戦争体験のような特別な体験がないと、小説は書けないのか

 ぼくが小説を書きはじめたのは大学生になってからだ。実家の近所に高校のときの世界史の先生が住んでいてね、大学一年生の夏休みに帰省したとき散歩中の先生とお会いした。「遊びに来ないか」と言ってくれたんで、暇だからさっそく行ってみた。そこではじめて本格的な「書斎」というものを目にした。たたずまいに心を打たれたね。「自分にもこんな部屋があればいいな」って。そのころぼくは福岡市の九州大学六本松キャンパスに近い3畳半のアパートに住んでいて、粗末なカラーボックスのなかの本は少しずつ増えつつあった。親からの仕送りが一ヵ月5万円で、そのうち5000円ほどを本代に充てていたと思う。もっとたくさん本を買いたいと思ったな。

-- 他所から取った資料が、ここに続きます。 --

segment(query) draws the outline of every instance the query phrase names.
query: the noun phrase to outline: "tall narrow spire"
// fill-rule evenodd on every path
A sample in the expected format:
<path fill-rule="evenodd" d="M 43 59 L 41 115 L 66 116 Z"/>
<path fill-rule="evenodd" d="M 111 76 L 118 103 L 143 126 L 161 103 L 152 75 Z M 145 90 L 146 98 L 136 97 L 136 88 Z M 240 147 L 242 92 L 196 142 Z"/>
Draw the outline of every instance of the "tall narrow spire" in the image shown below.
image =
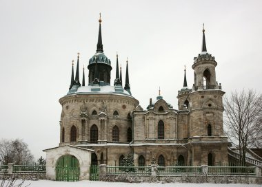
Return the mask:
<path fill-rule="evenodd" d="M 186 81 L 186 75 L 185 75 L 185 71 L 186 71 L 186 69 L 185 69 L 185 75 L 184 75 L 184 85 L 183 85 L 183 87 L 188 87 L 188 82 L 187 82 L 187 81 Z"/>
<path fill-rule="evenodd" d="M 205 45 L 205 28 L 204 23 L 203 23 L 203 42 L 202 42 L 202 52 L 207 52 L 207 47 Z"/>
<path fill-rule="evenodd" d="M 102 22 L 102 20 L 101 19 L 101 13 L 99 13 L 99 14 L 100 14 L 100 18 L 99 20 L 99 38 L 98 38 L 97 45 L 97 52 L 103 52 L 103 43 L 102 43 L 102 34 L 101 31 L 101 23 Z"/>
<path fill-rule="evenodd" d="M 129 85 L 129 75 L 128 75 L 128 60 L 126 58 L 126 72 L 125 72 L 125 84 L 124 89 L 130 91 L 130 85 Z"/>
<path fill-rule="evenodd" d="M 79 54 L 80 53 L 77 53 L 77 70 L 76 70 L 76 77 L 74 81 L 74 85 L 81 86 L 79 81 Z"/>
<path fill-rule="evenodd" d="M 84 87 L 85 85 L 85 66 L 83 67 L 83 79 L 82 79 L 82 86 Z"/>
<path fill-rule="evenodd" d="M 71 89 L 74 85 L 74 60 L 72 60 L 72 74 L 71 74 L 71 83 L 69 87 L 69 90 Z"/>
<path fill-rule="evenodd" d="M 121 82 L 121 85 L 123 86 L 122 85 L 122 66 L 120 65 L 120 82 Z"/>

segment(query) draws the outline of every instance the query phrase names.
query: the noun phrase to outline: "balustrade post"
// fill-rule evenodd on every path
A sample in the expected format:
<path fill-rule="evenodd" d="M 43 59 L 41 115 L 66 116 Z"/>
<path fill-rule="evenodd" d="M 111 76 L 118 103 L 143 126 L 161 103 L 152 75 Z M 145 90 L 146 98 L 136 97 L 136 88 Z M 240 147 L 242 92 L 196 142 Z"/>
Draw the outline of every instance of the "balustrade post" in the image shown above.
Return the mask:
<path fill-rule="evenodd" d="M 256 166 L 254 169 L 255 169 L 256 176 L 261 177 L 261 166 Z"/>
<path fill-rule="evenodd" d="M 106 174 L 106 164 L 100 164 L 99 165 L 99 175 L 101 174 Z"/>
<path fill-rule="evenodd" d="M 12 174 L 14 172 L 14 165 L 13 163 L 8 163 L 8 174 Z"/>
<path fill-rule="evenodd" d="M 202 165 L 201 166 L 202 173 L 205 175 L 208 175 L 208 165 Z"/>

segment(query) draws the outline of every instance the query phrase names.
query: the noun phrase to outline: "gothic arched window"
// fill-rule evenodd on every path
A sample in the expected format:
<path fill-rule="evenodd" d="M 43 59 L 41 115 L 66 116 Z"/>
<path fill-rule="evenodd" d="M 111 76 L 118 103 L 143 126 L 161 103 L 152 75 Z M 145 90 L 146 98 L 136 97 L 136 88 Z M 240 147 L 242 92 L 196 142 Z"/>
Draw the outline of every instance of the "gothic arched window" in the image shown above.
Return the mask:
<path fill-rule="evenodd" d="M 139 157 L 139 166 L 145 166 L 145 157 L 143 155 Z"/>
<path fill-rule="evenodd" d="M 177 160 L 177 164 L 180 166 L 185 166 L 185 159 L 184 157 L 181 155 L 179 156 L 179 159 Z"/>
<path fill-rule="evenodd" d="M 124 156 L 122 155 L 119 157 L 119 166 L 123 166 L 123 159 Z"/>
<path fill-rule="evenodd" d="M 94 144 L 97 144 L 98 140 L 98 129 L 97 125 L 94 124 L 91 126 L 90 129 L 90 142 Z"/>
<path fill-rule="evenodd" d="M 114 111 L 113 116 L 114 117 L 118 117 L 119 116 L 119 113 L 117 112 L 117 111 Z"/>
<path fill-rule="evenodd" d="M 113 142 L 119 142 L 119 129 L 117 126 L 113 127 L 112 140 Z"/>
<path fill-rule="evenodd" d="M 62 129 L 62 142 L 65 142 L 65 128 Z"/>
<path fill-rule="evenodd" d="M 159 108 L 159 111 L 163 111 L 163 108 L 162 106 L 160 106 Z"/>
<path fill-rule="evenodd" d="M 70 142 L 77 142 L 77 127 L 74 125 L 71 127 Z"/>
<path fill-rule="evenodd" d="M 157 160 L 157 164 L 159 166 L 165 166 L 165 157 L 161 155 Z"/>
<path fill-rule="evenodd" d="M 165 125 L 162 120 L 159 122 L 157 126 L 157 138 L 164 139 L 165 138 Z"/>
<path fill-rule="evenodd" d="M 208 136 L 212 136 L 212 126 L 210 124 L 208 125 Z"/>
<path fill-rule="evenodd" d="M 92 113 L 92 116 L 97 116 L 97 112 L 95 110 L 94 110 Z"/>
<path fill-rule="evenodd" d="M 212 155 L 211 153 L 210 153 L 208 154 L 208 165 L 210 166 L 213 166 L 213 155 Z"/>
<path fill-rule="evenodd" d="M 128 129 L 128 142 L 130 143 L 132 142 L 132 129 L 130 127 Z"/>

 とにかく、その世界史の先生になついてしまって、しょっちゅう家に遊びに行くようになった。先生も奥さんも迷惑がらずに生意気な若造をもてなしてくれた。漱石の『心』の先生みたいな感じだね。「片山、酒飲むんだろう?」と言ってビールを出してくれたり。そういうくだけた人だったんだ。ぼくは先生から本を借りて、夏休みのあいだずっと読んでいた。先生が貸してくれる本のなかには、第一次戦後派と呼ばれる人たちのものが多かった。埴谷雄高とか野間宏とか椎名麟三とか、少し下の世代だけれど堀田善衛とかね。武田泰淳は入っていなかったと思う。彼はぼくが自分で見つけて好きになった作家だ。あとは戦後派の後継者と言っていい、大江健三郎とか高橋和巳とか小田実といった人たちだな。夏休みが終わって福岡に戻ると、彼らの本を少しずつ集めるようになった。

 文学が、小説が身近になってきた。身近になると自分でも書きたいと思うようになる。でも最初に出会ったのが戦後派だろう? 彼らは自分の戦争体験を題材にして小説を書いていたんだ。野間宏も椎名麟三も武田泰淳も堀田善衛も大岡昇平も、みんなそうだ。そういうのが小説と思ってしまったんだね。戦争体験のような特別な体験がないと、小説は書けないのではないか。もちろんぼくにはそんな体験はなかった。ごく普通の公務員の息子で、両親にかわいがられ、戦後民主主義の社会でこれという困難も体験せずに生きてきた甘ちゃんだった。そんなやつに小説が書けるだろうか?(写真は大学一年生の秋に買った小説。埴谷雄高の『死霊』もどこかにあるはずなんだけど、見つからない。野間宏の『青年の環』全4巻は世界史の先生に借りて読んだ。杉浦民平の『渡辺崋山』も借りて読んだよ。先生は大長編小説がお好きだったのかなあ。)